Berin. . Das Erste zeigt einen Film über den Generalfeldmarschall Erwin Rommel - schon vor Ausstrahlung hat der Film für Debatten gesorgt. Hauptdarsteller Ulrich Tukur verteidigt den “Wüstenfuchs“ im Interview: Der sei kein Held, sondern eher eine tragische Figur gewesen.

Der ARD-Film über den Generalfeldmarschall Erwin Rommel (1891-1944) hat schon vor seiner Ausstrahlung für heftige Debatten gesorgt. Am Mittwoch feiert der Film über die letzten sieben Monaten im Leben des Wehrmacht-Generals in Berlin Premiere. Am 1. November (20.15 Uhr) der Film im Ersten ausgestrahlt. Im Interview spricht der Hauptdarsteller Ulrich Tukur über seine Rolle als "Wüstenfuchs" und seinen nächsten Einsatz als "Tatort"-Kommissar.
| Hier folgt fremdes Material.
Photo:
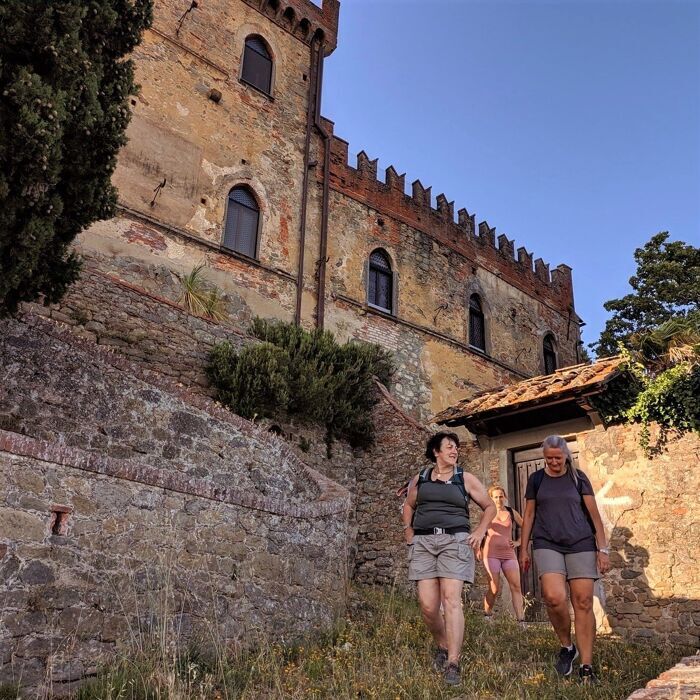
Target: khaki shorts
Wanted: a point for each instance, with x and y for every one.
(441, 556)
(574, 565)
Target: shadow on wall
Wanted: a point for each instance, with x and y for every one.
(633, 609)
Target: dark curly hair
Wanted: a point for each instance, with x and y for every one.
(435, 442)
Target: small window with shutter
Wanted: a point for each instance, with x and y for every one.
(550, 354)
(380, 292)
(477, 326)
(242, 221)
(257, 64)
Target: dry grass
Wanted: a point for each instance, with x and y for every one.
(382, 651)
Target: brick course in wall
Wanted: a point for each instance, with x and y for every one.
(103, 538)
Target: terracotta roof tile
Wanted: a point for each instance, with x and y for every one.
(576, 379)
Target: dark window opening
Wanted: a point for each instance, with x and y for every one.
(550, 355)
(380, 281)
(257, 64)
(477, 328)
(242, 220)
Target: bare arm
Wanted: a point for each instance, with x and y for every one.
(480, 496)
(519, 523)
(518, 518)
(528, 519)
(409, 506)
(601, 540)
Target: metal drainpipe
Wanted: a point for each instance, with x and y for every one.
(310, 112)
(320, 306)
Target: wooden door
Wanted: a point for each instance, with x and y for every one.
(525, 462)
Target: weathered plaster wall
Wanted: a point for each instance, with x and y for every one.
(202, 148)
(651, 518)
(176, 513)
(650, 510)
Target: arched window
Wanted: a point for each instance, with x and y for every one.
(257, 64)
(242, 222)
(380, 288)
(550, 354)
(477, 327)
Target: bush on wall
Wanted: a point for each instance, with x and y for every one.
(661, 384)
(309, 375)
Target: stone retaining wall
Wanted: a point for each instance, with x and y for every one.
(148, 327)
(103, 545)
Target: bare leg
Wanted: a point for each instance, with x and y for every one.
(429, 600)
(584, 619)
(512, 574)
(556, 600)
(493, 589)
(451, 592)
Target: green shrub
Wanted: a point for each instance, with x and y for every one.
(253, 382)
(656, 388)
(305, 374)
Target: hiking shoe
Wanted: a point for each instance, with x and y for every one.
(440, 660)
(586, 675)
(565, 660)
(452, 675)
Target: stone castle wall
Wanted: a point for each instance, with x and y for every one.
(132, 506)
(649, 511)
(201, 148)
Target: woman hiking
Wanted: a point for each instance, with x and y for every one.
(441, 545)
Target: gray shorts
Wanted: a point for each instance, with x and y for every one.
(574, 565)
(441, 556)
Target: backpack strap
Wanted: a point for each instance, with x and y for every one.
(458, 479)
(514, 525)
(537, 480)
(424, 476)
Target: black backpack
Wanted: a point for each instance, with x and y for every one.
(457, 478)
(539, 478)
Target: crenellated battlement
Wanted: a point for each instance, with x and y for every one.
(389, 196)
(303, 18)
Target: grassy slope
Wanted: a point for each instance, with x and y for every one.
(382, 650)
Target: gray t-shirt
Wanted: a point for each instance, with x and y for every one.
(562, 522)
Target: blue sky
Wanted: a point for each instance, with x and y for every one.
(571, 126)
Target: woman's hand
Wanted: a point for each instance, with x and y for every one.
(524, 559)
(474, 540)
Sie haben einmal gesagt, dass Sie die Rolle nicht nur erforscht, sondern Rommel auch "lieb gewonnen" hätten. Wie meinten Sie das?

Tukur: Um eine darzustellende Person überzeugend zu verkörpern, müssen Sie einen Zugang zu ihr finden. Sie müssen sie erkunden und in ihr etwas entdecken, was Sie interessiert, anrührt, in Ihnen etwas zum Schwingen bringt. Vielleicht erkennen Sie sich sogar in Teilen selbst in einer fremden Biografie. Auch das habe ich schon erlebt. Es gibt Menschen, die sich einem schnell erschließen, andere öffnen sich nie. Die sollte man nicht spielen.

Ich habe viele vordergründig abweisende, dunkle Charaktere gespielt, hinter deren Fassade ich aber etwas gefunden habe, was erstaunlich war und mich interessierte. Man muss Ja sagen zu der Figur, die man verkörpert, denn man lebt mit ihr eine gewisse Zeit. Und irgendwann wächst sie einem sogar vielleicht ans Herz. Das meine ich mit "lieb gewinnen".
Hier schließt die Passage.